Second, Dixon’s Q test was applied for each window at the same position over all samples to identify gains or losses considered as outliers (Figure 3B). This test was introduced in 1950 for the analysis of extreme values and for the rejection of outlying values [33]. We used the formulas for r10 and r20 [34], also known as type10 and type20 in the R package ‘outliers’ v0.14 (http://www.R-project.org). Type10 (recommended for 3–7 samples) can only detect a single outlying window at the same genomic position over all samples, while type20 (recommended for 8–30 samples) can identify exactly two outlying windows, meaning the Q test will not detect outliers if more than 2 outliers are present. For each window, we first applied type20, however, if no two significant outliers (samples) were found, type10 was used to detect at most one outlier. Note that our method can also be applied using type10 and type20 independently. Outliers were regarded as significant with a p-value of less than or equal to 0.01. In general, the higher the p-value cutoff, the higher the number of detected outliers but also the number of false positives, i.e. the p-value is a tuning parameter for sensitivity of our method.

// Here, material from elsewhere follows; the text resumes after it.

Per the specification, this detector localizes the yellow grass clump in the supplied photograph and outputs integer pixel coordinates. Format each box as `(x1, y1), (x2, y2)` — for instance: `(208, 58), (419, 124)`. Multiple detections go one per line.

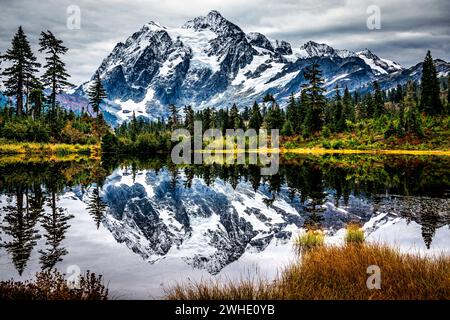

In the third and final step, the samples were again considered separately. For each sample, a Hidden Markov Model [35] was applied to get the most likely state of each window (i.e. gain, loss or normal). The initial transition and emission probabilities of the HMM are given in Table S1 and the values were recomputed using the Baum-Welch algorithm [36] implemented in the R package ‘HMM’ v1.0. The most likely sequence of the hidden states was then found by the Viterbi algorithm [37] also implemented in the R package ‘HMM’. Finally, a region was called as copy number gain or loss if at least five continuous windows were considered as a gain or loss, respectively (Figure 3C). This results in a minimum size of 500 bp for detectable CNVs.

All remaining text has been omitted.